Page 105 - Risale-i Nur - Mesnevi-i Nuriye
P. 105
108 MESNEVÎ-Î NURİYE
Evet bir misafir, ev sahibinin iznine ve rızasına muvafık
olmayacak derecede, yemeklerde ve sair şeylerde israf edemez.
İ'lem Eyyühel-Aziz! Gözleri küsuf tutmuş bazı adamlar,
gözleri önünde vukua gelen gayr-ı mahdud hususî Haşr ü Neşirleri kör
gözleriyle gördükleri halde, Kıyamet-i Kübrayı ve Haşr-i Umumiyeyi
nasıl istiğrab ediyorlar? Acaba çiçek açıp, semere veren ağaçlarda her
sene İcad edilen meyvelerin haşr ü neşirlerini gördükten sonra Haşr-i
Umumîyi istib'ad eden sıkılmaz mı? Eğer onlar şuhudî bir yakîn ile
Haşr-i Umumîyi görmek isterlerse, -akıllarını da beraber bulundurmak
şartıyla- yaz mevsiminde küre-i arz bahçesine girsinler. Acaba ağaç
dallarından sallanan o tatlı, ballı, nazif, latif Kudret Mu'cizeleri o
mahlukat-ı latife, evvelkisinin yani ölüp giden semeratın aynı veya
misli değil midir?
Eğer insanlarda olduğu gibi o meyvelerde de Vahdet-i Ruhiye
olmuş olsa idi, geçmiş ve gelen yeni meyveler birbirinin aynı olmaz
mıydı? Fakat Ruhları olmadığı için aralarında ayniyete yakın öyle bir
misliyet vardır ki, ne aynıdır ve ne de gayr keyfiyeti gösterir. Acaba
semerattaki bu vaziyeti gören Haşri istib'ad edebilir mi?
Ve keza manevî asansörler ile lâzım olan erzak ve gıdalarını
ağacın yüksek dallarına çıkartmakla, tebessümleriyle arz-ı dîdar eden
dut ve kayısı gibi meyveleri kuru ve camid bir ağaçtan İhraç ve İcad
etmekle o kuru ağacı acib bir vaziyete ve hayatdar antika bir şekle
koyan Kudret-i Ezeliyeye Haşr-i Umumî ağır gelir mi? Hâşâ! Bu latif,
nazik masnuatı o kuru ağaçlardan ihraç eden Kudrete hiç bir şey ağır
gelmez. Bu bedihî bir mes'eledir.
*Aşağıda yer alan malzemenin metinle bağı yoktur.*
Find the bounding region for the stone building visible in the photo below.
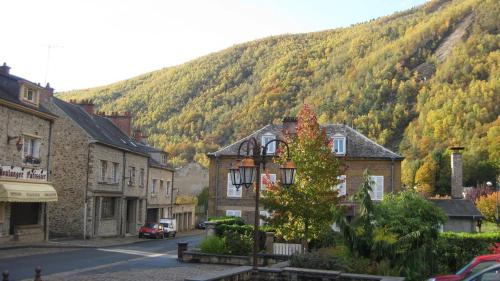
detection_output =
[0,63,58,244]
[134,139,175,222]
[208,118,403,223]
[46,97,149,238]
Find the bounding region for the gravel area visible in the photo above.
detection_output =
[26,263,232,281]
[0,248,77,258]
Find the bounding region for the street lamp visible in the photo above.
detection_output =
[229,137,297,277]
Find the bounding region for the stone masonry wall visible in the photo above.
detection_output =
[45,100,90,237]
[0,105,53,242]
[209,155,401,223]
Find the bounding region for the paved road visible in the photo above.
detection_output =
[0,235,204,280]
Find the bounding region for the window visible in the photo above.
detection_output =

Fakat gözleri kör olanlar göremi-
yorlar.
İ'lem Eyyühel-Aziz! Kur'an-ı Mu'ciz-ül Beyan'ın her bir Suresi,
bütün Kur'anın münderecatını icmalen ihtiva ettiği gibi, sair Surelerde
zikredilen makasıd ve mühim kıssaları da tazammun etmiştir. Bundaki
Hikmet, Kur'an'ı tamamen okumaya vakti müsaid olmayan veya ancak
bir kısmını veya bir Suresini okuyabilen insanlar, Kur'anın hepsini
okumaktan hasıl olan Sevabdan mahrum kalmamasıdır.
Evet mükellefîn arasında bulunan ümmiler ancak bir Sureyi
okuyabilirler. İ'caz-ı Kur'an onları da tam sevab kazanmaktan mahrum
etmemek için, bu Nükte-i İ'caziyeyi takib ederek bir Sureyi tam Kur'an
hükmünde kılmıştır.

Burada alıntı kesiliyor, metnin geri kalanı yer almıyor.